Engineering the bridge between basic science and societal impact: The role of composite materials

Sep 30

Wednesday, September 30, 2015

1:30 pm - 3:00 pm
203 Teer


Dr. Landon Grace, Mechanical & Aerospace Engineering, University of Miami

The field of engineering relies heavily on fundamental science and mathematics to form the framework upon which we construct the world. As engineers, our role is to translate these fundamentals into real-world applications for the benefit of society. Four examples of ongoing research in the Composite Materials Lab at the University of Miami will be presented here, beginning with the basic science and mathematical background and culminating in the ultimate societal impact. The focus will be on the opportunities afforded by multi-phase and/or multi-functional materials, including: 1) a biocompatible styrene-isobutylene-styrene thermoplastic elastomer reinforced with nanoscale metal oxides and clays as the base material in orbital prostheses for post-exenteration cancer patients; 2)  improving performance of supersonic military aircraft by modelling the impact of fluid contamination on the mechanical and dielectric properties of a high performance bismaleimide-quartz composite;  3) reclaiming steel-industry waste product for use in a microcomposite designed to reduce point-source phosphorous pollution in the Everglades;  4) and lastly, a proprietary composite film for combating post-operative vision loss during brain and spinal surgeries.

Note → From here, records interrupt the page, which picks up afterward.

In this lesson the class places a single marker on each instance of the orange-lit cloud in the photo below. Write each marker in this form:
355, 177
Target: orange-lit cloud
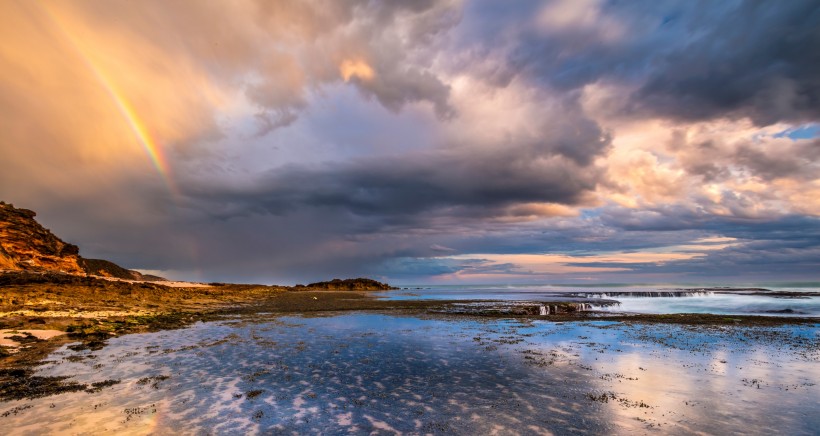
356, 68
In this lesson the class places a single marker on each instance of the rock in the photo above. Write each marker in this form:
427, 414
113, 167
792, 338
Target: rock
360, 284
25, 245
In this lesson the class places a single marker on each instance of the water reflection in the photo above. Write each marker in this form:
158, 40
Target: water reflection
385, 374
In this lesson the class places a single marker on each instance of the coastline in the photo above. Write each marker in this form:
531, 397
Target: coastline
91, 310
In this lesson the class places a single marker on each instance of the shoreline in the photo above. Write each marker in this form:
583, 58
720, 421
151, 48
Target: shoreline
90, 311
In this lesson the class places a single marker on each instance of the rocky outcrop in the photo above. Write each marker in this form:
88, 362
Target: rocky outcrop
28, 246
360, 284
104, 268
25, 245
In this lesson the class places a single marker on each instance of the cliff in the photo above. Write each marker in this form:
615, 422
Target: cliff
360, 284
25, 245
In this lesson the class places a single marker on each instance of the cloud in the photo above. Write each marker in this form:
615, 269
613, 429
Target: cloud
274, 141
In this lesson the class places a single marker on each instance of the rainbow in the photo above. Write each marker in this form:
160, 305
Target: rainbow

Dr. Landon Grace is currently an assistant professor in the Mechanical and Aerospace Engineering Department at the University of Miami, where he also serves as the director of the Composite Materials Laboratory and holds the title of inaugural Junior Faculty Scholar. Dr. Grace is a former Palace Acquire Fellow with the U.S. Air Force, where he worked as an aerospace engineer for 5 years prior to joining the faculty at Miami. His current research projects cross into nearly every engineering discipline, and have been funded by organizations as diverse as the Department of Defense (mechanical/aerospace), the Al Rashid Orbital Vision Research Center (biomedical/electrical), NASA (aerospace), and the Everglades Foundation (civil/environmental). The common thread among these projects is polymer composites and the functionality that can be achieved by multi-phase materials. Dr. Grace focuses his attention on translating the fundamental science of these materials into real-world applications through collaborative, multidisciplinary research.